After months of globe trotting in which government officials have unsuccessfully sought renewed foreign military support, the new administration was pressured into accepting the logging concessions by an increasingly frustrated military given the mandate to wage war against the Khmer Rouge with limited resources.

All unsawn timber exports were officially halted on March 31. But on June 18, the Council of Ministers - headed by the two co-prime ministers - signed a special decree.

It stated that "in view of the present military and security situation" there was an "immediate need of building and strengthening the Royal Cambodian Armed Force. The decree therefore "annul[ed] existing procedures and regulations on the export of timber."

The decree took away the right of the central government to control logging revenues and resumed exports of timber with all revenue collected and spent by the Ministry of Defence.

Also on June 18, the Ministry of Defence reaffirmed two licenses to Thai logging firms for the immediate sale of nearly 200,000 cubic meters of logs worth nearly $4 million. The two Thai logging companies - the Chaophraya-Irrwaddy Co. LTD and BLP Import Export - have had long dealings with Cambodian timber exports.

A June 18 letter to the Thai Ambassador in Phnom Penh signed by the two Co-Ministers of Defence Tea Banh and Tea Chanrith said, "... previous approvals for timber and processed wood exports issued by various Ministries are no longer valid.

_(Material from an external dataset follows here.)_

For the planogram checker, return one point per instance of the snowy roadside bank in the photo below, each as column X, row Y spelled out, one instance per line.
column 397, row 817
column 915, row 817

"However the adoption of a new procedure has been assigned for the Ministry of National Defence to deal directly with the matter of timber export .... the Ministry of National Defence anticipates that Your Excellency would kindly take this into account and inform your government that the process will be running smoothly."

The military has unsuccesfully sought foreign assistance in providing free or cheap military aid and was forced to seek supplies on the open market without sufficient support from the national budget. Hence the logging decree allowed new access to revenues.

The Post has learned that the Ministry of National Defence has requested that they be extended credit for additional state funding for the military budget significantly beyond what has been allocated in the current budget.

Financial analysts say that the request, if approved, would go way beyond the acceptable percentage of government military spending approved by the IMF as a sound budget that could receive the IMF stamp of approval.

While representatives of multi-lateral lending institutions in Phnom Penh - who have been watching closely the political will of the new government to implement the new financial policies - term the new timber decree "a big leap backward against the basic commitments to the IMF and world community" they are confident that the move is an unfortunate hiccup that will be reversed.

The reason is simple. All parties in Cambodia, including the military, are in agreement that the confidence of the donor countries and international lending institutions is unbreachable.

At the end of the day, the IMF and others, because of Cambodia's huge reliance on international assistance, are in a position to virtually dictate economic policy.

"Eventually the government will give up because they need international support," said one foreign economic analyst attached to the government.

Analysts expect that a visit in early August by a high level delegation from the IMF will end with a government agreement to revoke the new decree.